Canberra sends asylum seekers who try to enter the country to offshore processing centres in PNG’s Manus Island and Nauru, blocking them from resettling in Australia.

The conservative government has instead worked to relocate those found to be refugees within PNG or to third countries such as the United States and Cambodia.

The push to move the more than 800 refugees on Manus has sped up with the camp due to close down after a PNG Supreme Court ruling last year declared that holding people there was unconstitutional and illegal.

“There are officials from the US, both Homeland Security and State Departments, looking at each individual case at the moment,” Dutton said, without stating how many refugees might be accepted by Washington.

He said those who miss out are “staying in PNG, that’s the arrangement as it currently stands”.

“If people have been found not to be refugees, then the expectation is that they will be returned home,” Dutton said.

Australian Prime Minister Malcolm Turnbull, who was in Port Moresby for talks with his PNG counterpart Peter O’Neill, would not comment on whether refugees would be moved to the Nauru camp, which currently holds 380 men, women and children.

“We are working to solutions, endurable solutions, of people who have been detained here and Nauru,” Turnbull said on Saturday. “Working with third countries, most notably, of course, the United States, to that regard.

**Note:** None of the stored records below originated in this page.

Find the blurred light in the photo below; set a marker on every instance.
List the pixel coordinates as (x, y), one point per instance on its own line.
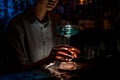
(85, 2)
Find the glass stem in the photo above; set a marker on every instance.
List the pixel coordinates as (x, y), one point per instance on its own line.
(68, 41)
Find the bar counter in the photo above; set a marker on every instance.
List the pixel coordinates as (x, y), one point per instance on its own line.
(89, 70)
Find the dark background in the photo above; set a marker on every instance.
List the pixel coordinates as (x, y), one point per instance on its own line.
(98, 43)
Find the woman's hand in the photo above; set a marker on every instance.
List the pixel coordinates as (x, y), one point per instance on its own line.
(64, 53)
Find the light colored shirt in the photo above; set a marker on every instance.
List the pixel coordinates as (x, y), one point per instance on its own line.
(30, 39)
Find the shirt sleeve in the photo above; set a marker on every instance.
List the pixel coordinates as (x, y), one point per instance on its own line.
(14, 50)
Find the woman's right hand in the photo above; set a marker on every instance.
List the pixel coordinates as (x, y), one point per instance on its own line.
(64, 53)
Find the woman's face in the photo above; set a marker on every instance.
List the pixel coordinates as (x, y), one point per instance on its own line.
(48, 4)
(51, 4)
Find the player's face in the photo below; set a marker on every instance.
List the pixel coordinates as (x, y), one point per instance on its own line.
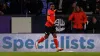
(77, 9)
(52, 7)
(94, 20)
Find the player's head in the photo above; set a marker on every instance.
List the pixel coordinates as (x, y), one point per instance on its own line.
(78, 9)
(94, 19)
(52, 6)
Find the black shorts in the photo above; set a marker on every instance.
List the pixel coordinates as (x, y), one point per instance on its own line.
(49, 30)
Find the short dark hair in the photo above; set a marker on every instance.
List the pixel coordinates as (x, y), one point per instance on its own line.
(51, 4)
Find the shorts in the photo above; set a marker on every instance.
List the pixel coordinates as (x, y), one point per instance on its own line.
(49, 30)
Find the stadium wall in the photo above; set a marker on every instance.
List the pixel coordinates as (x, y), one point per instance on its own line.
(33, 24)
(70, 42)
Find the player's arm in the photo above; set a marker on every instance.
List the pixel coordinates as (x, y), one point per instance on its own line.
(71, 17)
(85, 18)
(49, 19)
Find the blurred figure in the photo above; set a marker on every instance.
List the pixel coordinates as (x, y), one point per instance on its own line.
(1, 9)
(66, 4)
(93, 26)
(50, 28)
(70, 10)
(78, 18)
(97, 11)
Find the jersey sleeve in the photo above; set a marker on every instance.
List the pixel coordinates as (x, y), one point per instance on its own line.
(85, 18)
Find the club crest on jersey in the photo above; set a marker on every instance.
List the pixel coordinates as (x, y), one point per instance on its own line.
(60, 25)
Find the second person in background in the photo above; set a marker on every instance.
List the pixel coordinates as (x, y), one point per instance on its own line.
(78, 19)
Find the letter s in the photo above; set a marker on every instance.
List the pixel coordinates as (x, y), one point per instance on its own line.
(6, 42)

We’ll take this process one step at a time.”

Australia thought it had finally solved the problem when the Obama administration said the US would accept up to 1,250 refugees living on Nauru and Manus.

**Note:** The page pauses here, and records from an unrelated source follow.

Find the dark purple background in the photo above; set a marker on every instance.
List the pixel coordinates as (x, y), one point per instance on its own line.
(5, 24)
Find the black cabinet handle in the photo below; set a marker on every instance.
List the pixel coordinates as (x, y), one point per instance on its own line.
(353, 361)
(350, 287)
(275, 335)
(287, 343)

But US President Donald Trump was infuriated by the deal, dubbing it “dumb” and throwing the entire plan into doubt. Trump eventually agreed to honour the deal, but has said the refugees would be subjected to “extreme vetting” before they were accepted. There are few details on what that would entail.

The refugees have the option of resettling in PNG, but few have agreed to do so. The vast majority have expressed concerns about a lack of job opportunities in the impoverished country, as well as safety fears.

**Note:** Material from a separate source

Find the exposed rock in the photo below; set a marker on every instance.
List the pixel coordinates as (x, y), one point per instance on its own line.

“We cannot force people in a resettlement exercise,” PNG Prime Minister O’Neill said. “But if a third country is willing to accept their resettlement, we are quite happy to participate.”

A study late last year by three mental health experts for the UNHCR found rates of depressive or anxiety disorders and post-traumatic stress disorder among the asylum seekers and refugees on Manus “amongst the highest recorded rates of any surveyed population”.